Russell então compara: 1.) um conhecimento factual "Todo homem é mortal" que necessita de muitos exemplos (generalização empírica) de que todos morremos para termos certeza com 2.) o conhecimento lógico matemático do tipo “2+2=4” que requer apenas um exemplo para ser tomado como certo para reabilitar a possibilidade do conhecimento dedutivo (do geral ao particular). P.ex., Pedro e João somados a Paulo e Celso somam quatro homens embora não os conheçamos, mas ele rechaça o argumento dedutivo clássico: “Se todo homem é mortal; Sócrates é homem; Sócrates é mortal” mostrando que dependeria de um conhecimento indutivo de Sócrates para convencer de maneira mais clara.[ii] Nas palavras do filósofo:
This illustrates the difference between general propositions known a priori, such as 'two and two are four', and empirical generalizations such as 'all men are mortal'. In regard to the former, deduction is the right mode of argument, whereas in regard to the latter, induction is always theoretically preferable, and warrants a greater confidence in the truth of our conclusion, because all empirical generalizations are more uncertain than the instances of them.[iii]
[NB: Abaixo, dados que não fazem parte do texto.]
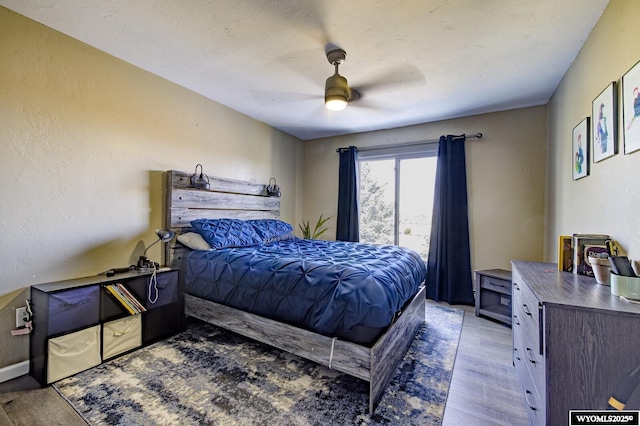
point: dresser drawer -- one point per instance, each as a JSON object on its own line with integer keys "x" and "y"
{"x": 531, "y": 360}
{"x": 535, "y": 404}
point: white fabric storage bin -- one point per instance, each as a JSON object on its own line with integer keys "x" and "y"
{"x": 121, "y": 335}
{"x": 72, "y": 353}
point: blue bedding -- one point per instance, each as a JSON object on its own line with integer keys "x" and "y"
{"x": 332, "y": 288}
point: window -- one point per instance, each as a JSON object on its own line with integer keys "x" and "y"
{"x": 396, "y": 195}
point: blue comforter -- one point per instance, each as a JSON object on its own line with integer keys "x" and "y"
{"x": 329, "y": 287}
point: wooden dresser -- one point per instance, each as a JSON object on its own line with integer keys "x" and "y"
{"x": 573, "y": 341}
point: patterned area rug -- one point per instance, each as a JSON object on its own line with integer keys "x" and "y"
{"x": 209, "y": 376}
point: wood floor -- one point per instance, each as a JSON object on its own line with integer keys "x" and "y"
{"x": 484, "y": 388}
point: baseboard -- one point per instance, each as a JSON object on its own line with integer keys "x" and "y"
{"x": 13, "y": 371}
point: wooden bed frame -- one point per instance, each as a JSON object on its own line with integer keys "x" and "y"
{"x": 245, "y": 200}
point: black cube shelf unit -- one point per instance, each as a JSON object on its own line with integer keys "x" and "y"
{"x": 78, "y": 323}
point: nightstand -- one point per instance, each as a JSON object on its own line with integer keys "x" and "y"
{"x": 79, "y": 323}
{"x": 493, "y": 294}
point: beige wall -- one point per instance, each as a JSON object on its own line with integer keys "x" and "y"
{"x": 85, "y": 139}
{"x": 608, "y": 200}
{"x": 505, "y": 178}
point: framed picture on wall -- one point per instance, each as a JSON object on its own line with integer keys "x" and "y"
{"x": 604, "y": 124}
{"x": 580, "y": 150}
{"x": 631, "y": 109}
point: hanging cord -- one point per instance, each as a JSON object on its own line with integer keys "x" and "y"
{"x": 153, "y": 287}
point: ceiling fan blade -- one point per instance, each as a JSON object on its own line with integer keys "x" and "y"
{"x": 400, "y": 77}
{"x": 280, "y": 97}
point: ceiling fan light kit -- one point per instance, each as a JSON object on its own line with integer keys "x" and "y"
{"x": 336, "y": 91}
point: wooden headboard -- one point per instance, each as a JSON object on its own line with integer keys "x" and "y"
{"x": 226, "y": 198}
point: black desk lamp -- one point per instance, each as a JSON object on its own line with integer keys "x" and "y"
{"x": 143, "y": 262}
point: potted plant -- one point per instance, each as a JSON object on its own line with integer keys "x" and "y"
{"x": 318, "y": 229}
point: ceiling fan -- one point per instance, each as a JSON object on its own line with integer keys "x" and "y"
{"x": 336, "y": 91}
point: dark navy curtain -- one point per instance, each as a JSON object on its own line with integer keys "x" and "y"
{"x": 347, "y": 228}
{"x": 449, "y": 264}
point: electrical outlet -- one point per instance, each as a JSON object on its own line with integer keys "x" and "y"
{"x": 21, "y": 317}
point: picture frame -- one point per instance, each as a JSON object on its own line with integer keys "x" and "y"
{"x": 604, "y": 124}
{"x": 631, "y": 109}
{"x": 580, "y": 149}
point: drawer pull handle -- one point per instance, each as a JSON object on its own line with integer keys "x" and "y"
{"x": 529, "y": 357}
{"x": 527, "y": 395}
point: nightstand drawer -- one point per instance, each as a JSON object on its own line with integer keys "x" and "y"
{"x": 495, "y": 284}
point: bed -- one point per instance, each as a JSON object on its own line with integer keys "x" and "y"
{"x": 352, "y": 307}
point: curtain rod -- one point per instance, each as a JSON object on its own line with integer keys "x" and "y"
{"x": 398, "y": 145}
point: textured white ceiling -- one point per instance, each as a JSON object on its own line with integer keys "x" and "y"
{"x": 414, "y": 61}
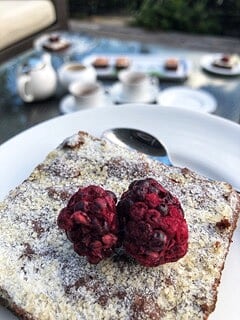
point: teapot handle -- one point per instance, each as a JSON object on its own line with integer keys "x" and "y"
{"x": 23, "y": 83}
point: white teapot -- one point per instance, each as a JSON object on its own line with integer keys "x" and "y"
{"x": 37, "y": 79}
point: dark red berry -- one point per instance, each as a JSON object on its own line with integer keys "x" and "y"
{"x": 154, "y": 230}
{"x": 90, "y": 222}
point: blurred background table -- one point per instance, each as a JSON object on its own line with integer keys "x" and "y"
{"x": 16, "y": 116}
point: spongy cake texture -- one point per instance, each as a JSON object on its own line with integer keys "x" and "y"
{"x": 41, "y": 277}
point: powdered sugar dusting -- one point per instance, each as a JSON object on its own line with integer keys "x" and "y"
{"x": 42, "y": 274}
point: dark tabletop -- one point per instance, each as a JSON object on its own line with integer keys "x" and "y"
{"x": 16, "y": 116}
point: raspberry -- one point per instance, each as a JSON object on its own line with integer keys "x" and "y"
{"x": 153, "y": 228}
{"x": 90, "y": 222}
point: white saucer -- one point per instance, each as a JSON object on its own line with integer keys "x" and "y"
{"x": 187, "y": 98}
{"x": 67, "y": 104}
{"x": 207, "y": 64}
{"x": 117, "y": 95}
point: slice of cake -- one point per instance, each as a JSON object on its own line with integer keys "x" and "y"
{"x": 41, "y": 277}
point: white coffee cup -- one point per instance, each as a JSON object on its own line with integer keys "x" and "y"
{"x": 76, "y": 71}
{"x": 87, "y": 95}
{"x": 135, "y": 84}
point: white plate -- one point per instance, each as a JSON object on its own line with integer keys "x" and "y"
{"x": 117, "y": 95}
{"x": 67, "y": 104}
{"x": 150, "y": 63}
{"x": 203, "y": 142}
{"x": 187, "y": 98}
{"x": 207, "y": 64}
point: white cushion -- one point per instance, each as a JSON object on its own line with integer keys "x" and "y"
{"x": 22, "y": 18}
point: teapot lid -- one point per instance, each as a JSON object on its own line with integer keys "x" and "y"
{"x": 32, "y": 64}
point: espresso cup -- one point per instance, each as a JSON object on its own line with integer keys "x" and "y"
{"x": 75, "y": 71}
{"x": 87, "y": 95}
{"x": 135, "y": 84}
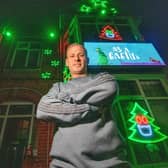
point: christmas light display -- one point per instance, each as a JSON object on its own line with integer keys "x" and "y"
{"x": 143, "y": 129}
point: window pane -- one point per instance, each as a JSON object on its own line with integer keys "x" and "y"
{"x": 20, "y": 59}
{"x": 153, "y": 88}
{"x": 20, "y": 109}
{"x": 22, "y": 45}
{"x": 35, "y": 45}
{"x": 128, "y": 88}
{"x": 33, "y": 59}
{"x": 3, "y": 109}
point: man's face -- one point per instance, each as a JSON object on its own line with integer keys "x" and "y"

Russell, então, nos avisa que investigará como é possível o conhecimento de proposições a priori (lógica, matemática pura, ética) e de proposições gerais, onde há casos infinitos de análise, recorrendo ao nobre Kant.



(*) Bertrand Russell, Problems of Philosophy. ON OUR KNOWLEDGE OF GENERAL PRINCIPLES. Acessado em 31/05/2019: http://www.ditext.com/russell/rus7.html. Ver o seguinte fichamento e os anteriores: https://www.reflexoesdofilosofo.blog.br/2019/05/sobre-inducao.html.
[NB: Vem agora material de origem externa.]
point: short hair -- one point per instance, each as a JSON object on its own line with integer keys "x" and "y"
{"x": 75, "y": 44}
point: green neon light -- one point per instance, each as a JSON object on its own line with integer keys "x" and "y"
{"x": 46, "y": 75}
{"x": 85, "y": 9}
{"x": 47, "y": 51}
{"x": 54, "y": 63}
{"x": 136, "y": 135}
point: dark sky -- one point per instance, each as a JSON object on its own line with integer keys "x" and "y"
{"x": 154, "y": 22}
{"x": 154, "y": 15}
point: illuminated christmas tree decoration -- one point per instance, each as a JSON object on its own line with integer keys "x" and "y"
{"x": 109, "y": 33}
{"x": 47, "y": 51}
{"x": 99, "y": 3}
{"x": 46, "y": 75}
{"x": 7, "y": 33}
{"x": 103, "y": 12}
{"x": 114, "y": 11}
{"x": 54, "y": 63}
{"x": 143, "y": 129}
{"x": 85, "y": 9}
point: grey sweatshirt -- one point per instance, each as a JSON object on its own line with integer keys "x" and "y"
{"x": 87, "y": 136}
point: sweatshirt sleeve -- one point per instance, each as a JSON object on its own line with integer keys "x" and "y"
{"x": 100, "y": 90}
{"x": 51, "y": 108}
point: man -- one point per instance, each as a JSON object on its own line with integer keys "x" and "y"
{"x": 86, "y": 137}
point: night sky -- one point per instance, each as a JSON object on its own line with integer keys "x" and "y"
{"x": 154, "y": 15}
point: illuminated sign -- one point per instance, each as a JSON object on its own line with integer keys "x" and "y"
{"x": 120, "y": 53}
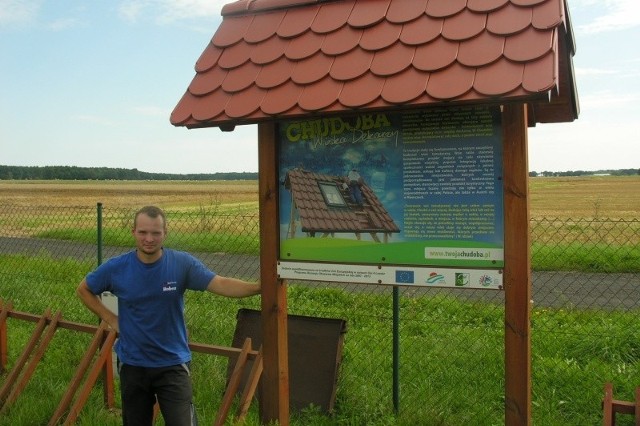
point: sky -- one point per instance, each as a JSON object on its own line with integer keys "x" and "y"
{"x": 93, "y": 83}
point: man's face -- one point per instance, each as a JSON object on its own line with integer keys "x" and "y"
{"x": 149, "y": 233}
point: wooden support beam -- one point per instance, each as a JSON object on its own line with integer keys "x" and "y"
{"x": 67, "y": 398}
{"x": 517, "y": 269}
{"x": 12, "y": 378}
{"x": 611, "y": 406}
{"x": 275, "y": 378}
{"x": 250, "y": 388}
{"x": 5, "y": 308}
{"x": 21, "y": 384}
{"x": 234, "y": 383}
{"x": 104, "y": 356}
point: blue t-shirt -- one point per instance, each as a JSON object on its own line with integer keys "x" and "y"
{"x": 151, "y": 304}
[i] Percebemos que ao longo da investigação Russell mantém seu compromisso com dados-dos-sentidos.
[ii] Um silogismo é um termo filosófico com o qual Aristóteles designou a conclusão deduzida de premissas, a argumentação lógica perfeita. É um argumento dedutivo constituído de três proposições declarativas (duas premissas e uma conclusão) que se conectam de tal modo que, a partir das duas primeiras (as premissas), é possível deduzir uma conclusão. https://pt.wikipedia.org/wiki/Silogismo, acessado em 8/6/2019.
[iii] Nota-se a concordância de Russell com a lógica indutiva moderna em detrimento da dedução dos gregos.